Он негромко смеется, но от всей души, и морщинки лучиками сбегают к переносице.

IV

Аким ведет меня в лабораторию. В крошечной каморке некрашеный деревянный стол, сбоку два-три ящика и на стене полка. Это все. Но только теперь я сознаю окончательно, что желанное стало очевидным.

Слушаю объяснения Акима. Он точен в объяснениях, показывает каждую мелочь.

Мы идем обратно в ателье. Раздвинуты шторы. В комнате уже другой свет – живой, и живы слова Акима:

– Все к черту. Конец керосиновым фонарикам.

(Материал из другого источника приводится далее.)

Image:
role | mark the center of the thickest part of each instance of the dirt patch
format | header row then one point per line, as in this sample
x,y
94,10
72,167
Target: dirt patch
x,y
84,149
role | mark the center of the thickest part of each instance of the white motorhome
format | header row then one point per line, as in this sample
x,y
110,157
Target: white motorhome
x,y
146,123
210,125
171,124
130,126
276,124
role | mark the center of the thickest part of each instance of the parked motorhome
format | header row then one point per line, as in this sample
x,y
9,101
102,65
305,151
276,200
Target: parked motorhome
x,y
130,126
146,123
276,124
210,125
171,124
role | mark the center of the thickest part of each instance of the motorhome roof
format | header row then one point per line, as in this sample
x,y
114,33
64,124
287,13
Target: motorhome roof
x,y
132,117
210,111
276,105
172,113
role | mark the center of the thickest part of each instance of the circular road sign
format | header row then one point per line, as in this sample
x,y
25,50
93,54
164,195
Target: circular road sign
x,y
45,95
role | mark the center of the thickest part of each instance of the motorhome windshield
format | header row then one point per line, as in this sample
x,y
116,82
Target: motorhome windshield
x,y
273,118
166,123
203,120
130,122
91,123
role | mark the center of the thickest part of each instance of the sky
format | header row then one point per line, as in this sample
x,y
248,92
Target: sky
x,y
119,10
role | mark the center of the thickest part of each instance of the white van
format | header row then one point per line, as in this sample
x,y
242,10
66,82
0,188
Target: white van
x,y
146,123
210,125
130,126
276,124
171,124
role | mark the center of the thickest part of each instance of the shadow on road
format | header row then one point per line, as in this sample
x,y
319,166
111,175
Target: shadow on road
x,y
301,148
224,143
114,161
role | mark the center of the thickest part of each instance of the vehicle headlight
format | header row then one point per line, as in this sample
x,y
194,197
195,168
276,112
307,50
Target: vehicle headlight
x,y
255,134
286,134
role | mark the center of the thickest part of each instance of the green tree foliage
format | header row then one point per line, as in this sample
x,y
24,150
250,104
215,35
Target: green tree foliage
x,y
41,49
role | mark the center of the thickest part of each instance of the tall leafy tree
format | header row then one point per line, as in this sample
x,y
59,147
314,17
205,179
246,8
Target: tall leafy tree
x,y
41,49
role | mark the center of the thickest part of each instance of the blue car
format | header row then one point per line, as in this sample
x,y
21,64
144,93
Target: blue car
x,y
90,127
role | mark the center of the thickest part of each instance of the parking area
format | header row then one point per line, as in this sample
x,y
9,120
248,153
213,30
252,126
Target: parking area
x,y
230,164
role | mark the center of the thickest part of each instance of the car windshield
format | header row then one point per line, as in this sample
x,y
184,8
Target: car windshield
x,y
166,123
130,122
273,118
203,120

Он возбужденно расхаживает и, говоря, хрустит пальцами:

– Вот все время спрашивал себя, какая штука нужна теперь, и только один ответ знаю: костер. Не родина от нас отвернулась, а мы. Мы отвернулись и тем самым позволили фонарикам чадить. А разве это допустимо? Помнишь ночь в Вильне? Вы все тогда решали, как поступить рациональнее, но поскромнее, а я вам говорил: не то, друзья, другое надо. Сгореть, но следующим осветить дорогу. Много воды утекло с тех пор, а теперь я еще увереннее говорю это. Тогда нас много было, а теперь по пальцам сосчитать можно. Темнее стало, мало нас и скорее надо осветить дорогу, пока мы еще дышим, пока нас не изъяли из употребления. Голубчики мои, должны же новые силы прийти – так хоть маленько осветим им дорогу, им, молоденьким, пусть не путаются понапрасну в потемках. Зажжем им один костер, другой, а там…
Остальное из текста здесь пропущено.